Entrevista a Jorge Casesmeiro Roger

 

LAS ENTREVISTAS DE NARRATIVA BREVE

Jorge Casesmeiro Roger

Jugando entre cultura (Ediciones del Orto, 2.º edic. corregida 2015)

 Por Francisco Rodríguez Criado

Los niños suelen hacer lo que ven, no lo que se les dice que hagan. Si no leemos, no podemos contagiar el entusiasmo, la gozada de una buena lectura. Cuando la lectura está presente y viva en una casa, hace hogar, participa de la mesa, de la conversación. Y los hijos se dan cuenta de que leer configura el pensamiento, que dilata el ancho de conciencia. Si encima hay libros de papel, estos ocupan un espacio y además de ser: están, lo que no es poca cosa. De todas formas, si a uno esto de leer le interesa lo justo, dejemos entonces que lean con otros. Facilitemos a nuestros hijos el acceso a experiencias y modelos que les estimulen a leer y a pensar entre lecturas. Un padre no puede ser ejemplar en todo. Pero puede ofrecer a sus hijos oportunidades que compensen sus carencias.

J. C.R.

Jorge Casesmeiro Roger (Madrid, 1974) es licenciado en Pedagogía y Periodismo, condición que le permite asesorar en temas educativos a medios de comunicación y organizaciones.
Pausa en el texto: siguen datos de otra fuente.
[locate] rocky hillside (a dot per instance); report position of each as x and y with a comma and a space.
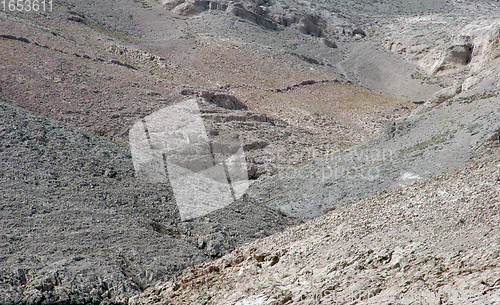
370, 130
434, 242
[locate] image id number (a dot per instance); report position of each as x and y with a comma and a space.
26, 5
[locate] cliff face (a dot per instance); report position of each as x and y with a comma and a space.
370, 131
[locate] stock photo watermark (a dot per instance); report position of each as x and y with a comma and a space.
172, 146
331, 296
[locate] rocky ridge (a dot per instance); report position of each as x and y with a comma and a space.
292, 97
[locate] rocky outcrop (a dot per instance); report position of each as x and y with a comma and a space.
304, 17
414, 245
438, 98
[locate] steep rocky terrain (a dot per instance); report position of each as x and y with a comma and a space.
434, 242
311, 89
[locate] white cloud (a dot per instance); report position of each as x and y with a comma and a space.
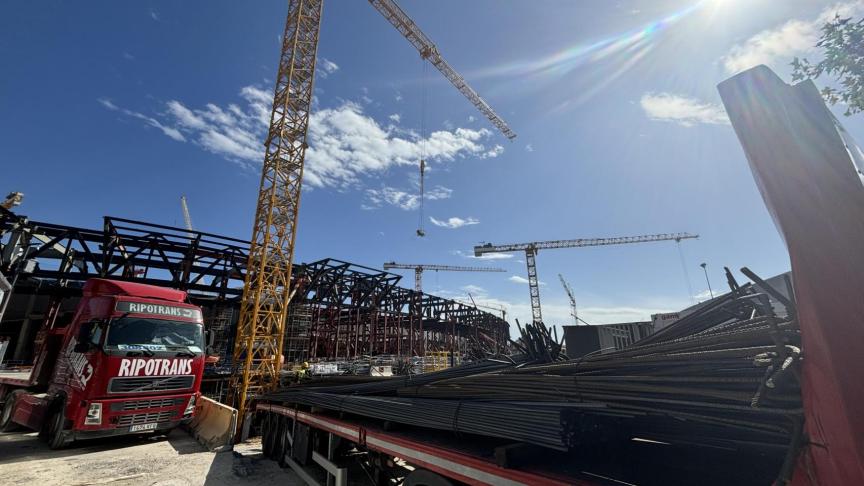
556, 311
409, 201
345, 144
474, 289
485, 256
325, 67
171, 132
522, 280
682, 110
782, 43
454, 222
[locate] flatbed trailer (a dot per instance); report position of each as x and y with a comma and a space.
17, 377
432, 463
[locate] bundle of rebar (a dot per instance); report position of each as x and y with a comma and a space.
723, 376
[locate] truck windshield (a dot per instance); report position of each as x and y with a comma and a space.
140, 333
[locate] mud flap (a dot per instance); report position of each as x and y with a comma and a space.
213, 424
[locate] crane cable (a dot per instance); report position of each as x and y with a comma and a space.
686, 274
423, 102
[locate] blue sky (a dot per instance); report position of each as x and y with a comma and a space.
119, 108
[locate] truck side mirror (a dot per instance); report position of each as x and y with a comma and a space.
83, 344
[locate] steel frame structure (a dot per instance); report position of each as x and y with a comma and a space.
357, 311
349, 310
203, 264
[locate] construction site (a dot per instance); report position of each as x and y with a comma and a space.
134, 351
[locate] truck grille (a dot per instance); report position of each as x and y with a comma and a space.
144, 418
145, 384
144, 404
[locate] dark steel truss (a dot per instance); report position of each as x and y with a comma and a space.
339, 309
345, 311
201, 263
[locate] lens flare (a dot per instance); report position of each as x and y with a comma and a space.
608, 58
566, 60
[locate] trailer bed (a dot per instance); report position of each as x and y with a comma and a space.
462, 463
16, 377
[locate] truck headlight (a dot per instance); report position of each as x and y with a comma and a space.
190, 407
94, 414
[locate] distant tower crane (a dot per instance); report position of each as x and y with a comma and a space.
267, 285
572, 298
13, 199
532, 248
497, 308
419, 268
187, 219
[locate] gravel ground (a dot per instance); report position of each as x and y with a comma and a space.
176, 460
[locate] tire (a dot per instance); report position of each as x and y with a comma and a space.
56, 423
268, 437
423, 477
6, 423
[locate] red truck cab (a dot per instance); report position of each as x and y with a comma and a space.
130, 361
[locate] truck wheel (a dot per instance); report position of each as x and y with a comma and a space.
6, 423
56, 423
423, 477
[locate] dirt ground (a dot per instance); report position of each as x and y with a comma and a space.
176, 460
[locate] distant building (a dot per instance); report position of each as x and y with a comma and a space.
604, 338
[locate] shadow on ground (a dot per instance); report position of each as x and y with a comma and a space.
26, 446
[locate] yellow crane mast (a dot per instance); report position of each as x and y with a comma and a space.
266, 289
267, 286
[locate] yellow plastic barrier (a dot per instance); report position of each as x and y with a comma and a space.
214, 424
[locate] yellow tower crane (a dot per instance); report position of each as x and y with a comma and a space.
532, 248
267, 286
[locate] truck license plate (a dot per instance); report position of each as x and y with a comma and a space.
139, 428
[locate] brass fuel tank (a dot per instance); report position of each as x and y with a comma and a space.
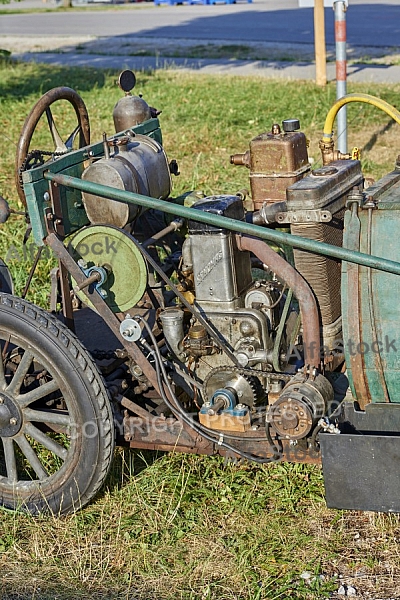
276, 160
Pero es su libro, Jugando entre cultura, la excusa para  mantener con él esta entrevista.

Jugando entre cultura es, como reza la solapa del libro, “una memoria de paternidad tan conmovedora como divertida”. Casesmeiro Roger narra en él las vivencias que mantuvo con su hija durante los tres primeros años de esta. Unas vivencias en las que el padre colabora para que su pequeña incursione en el mundo de la cultura. Como bien escribe en la introducción: “[…] durante los tres primeros años de su vida descubrí que, entre pañales y peluches, también podía compartir con ella mi imaginario, desde un catálogo de Klimt hasta los Conciertos de Brandeburgo de Bach”.

Francisco Rodríguez Criado: Su libro presenta una circunstancia bastante inusual: la de un padre –usted– que compagina la educación de su hija con la pulsión intelectual. El padre comparte sus gustos con el niño –en esta caso una niña, Inés– desde que nació. Padre e hija establecen, pues, una comunicación no solo familiar sino también cultural.

Usted es pedagogo. ¿Hasta qué punto es importante ese dato a la hora de establecer una relación intercultural con un menor similar a la que describe en el libro? Llegar a tal entendimiento con un niño ¿es una cuestión solo de paciencia y placer estético, o se necesitan también aptitudes pedagógicas?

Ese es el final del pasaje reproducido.